For reasons that were not explored here, the support for activated passive case detection among patients attending out-patient departments were not convincing. Apart from the treatment guidelines, knowledge on other aspects of malaria transmission and surveillance was significantly better among those that had postgraduate qualifications, showing the benefit of continuous professional education. The changing dynamics of physician attitudes towards malaria in Sri Lanka after reaching elimination stage needs urgent attention and this study can be a model to explore similar situations in other countries entering the elimination phase. Not addressing the issues of complacency in health care providers after elimination of local transmission can easily reverse the ground gained against malaria if imported cases re-establish transmission aided by failed surveillance.
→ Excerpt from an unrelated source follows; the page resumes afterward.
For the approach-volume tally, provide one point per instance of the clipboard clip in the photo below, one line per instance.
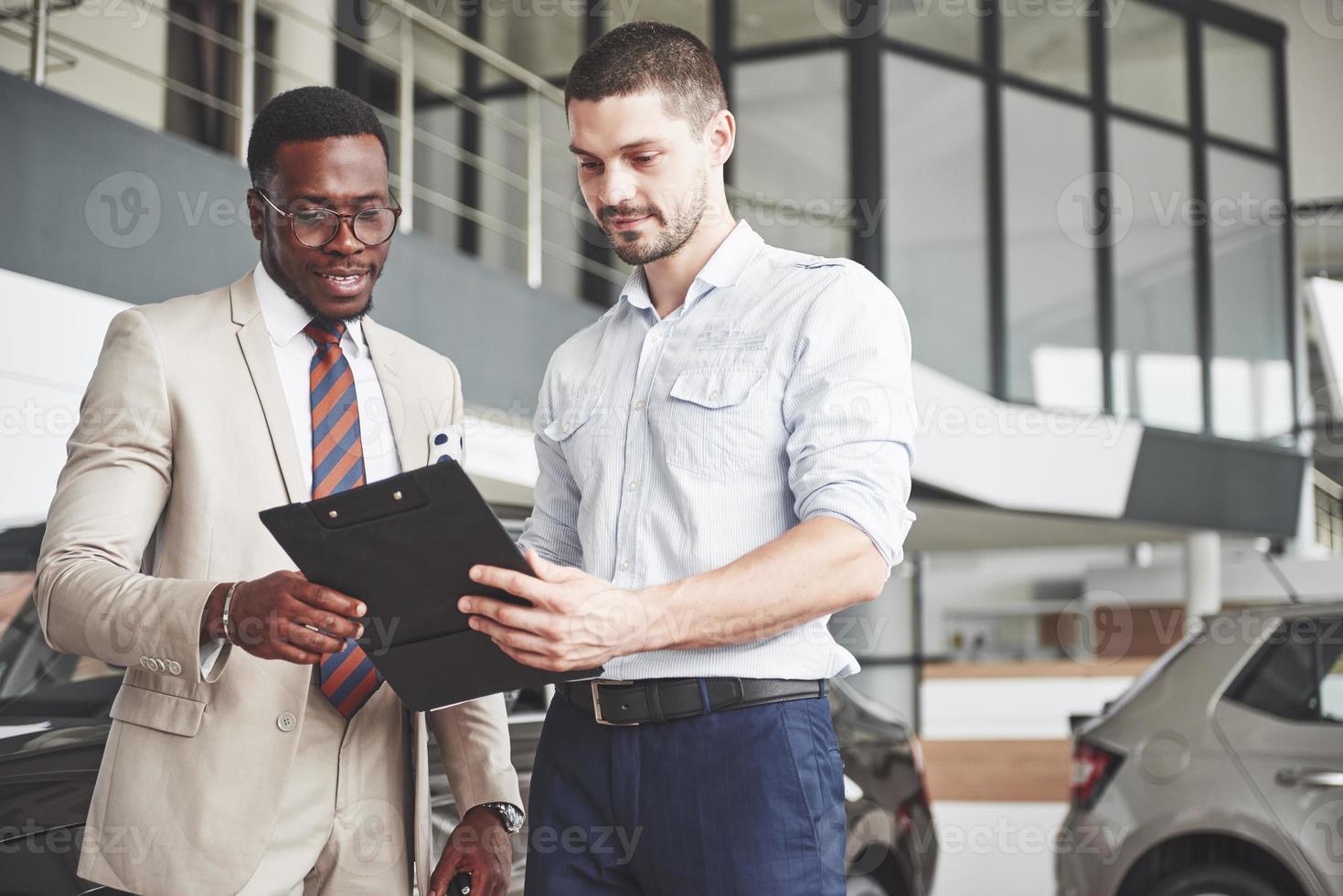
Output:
(368, 503)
We therefore recommend: to re-evaluate the AMCs training plan for clinicians in terms of its coverage and quality. Considering a training of trainers model may be worthwhile to reach a wider target population distributed in a wide geographical area, within a limited period of time, given the importance of achieving the minimal knowledge required for the sustenance of malaria elimination status; to re-evaluate the undergraduate teaching and the in-service training activities with regard to malaria with a view of improving their long term effectiveness; to analyse the participants profile attending awareness programmes that are currently being carried out for health care personnel by the AMC in an attempt to establish whether the relevant target groups are adequately covered, e.g., pre-registration house-officers, non-specialist-training grade doctors, specialist trainee doctors, and consultants.

Authors' contributions: SDF, SR and RGP conceptualized the study. SA and SRJ completed the data collection.SA did the first analysis. CR repeated the analysis and wrote the first draft of the manuscript. All authors contributed to the final manuscript and read and approved the final version. SDF is the guarantor of the paper.

Acknowledgements: The authors would like to thank the staff of the Regional Malaria Office, Anuradhapura for the support received towards carrying out this study and Prof. Sisira Siribaddhana, Dean of the Faculty of Medicine, University of Rajarata for his continuous support. The authors also thank the Medical Directors of the selected hospitals and Consultants/Medical Officers in charge of the wards for all the assistance provided.

Funding: Financial assistance was received from the Nuffield Department of Population Health University of Oxford, Global Health Policy Programme at Green Templeton College, Oxford and National Science Foundation, Sri Lanka [RG/2014/HS/03].

Competing interests: None declared.

Ethical approval: Ethical approval was obtained from the Research Ethics and Higher Degrees Committee, Faculty of Allied and Medical Sciences, Rajarata University of Sri Lanka and the Oxford Tropical Research Ethics Committee (OXTREC), University of Oxford.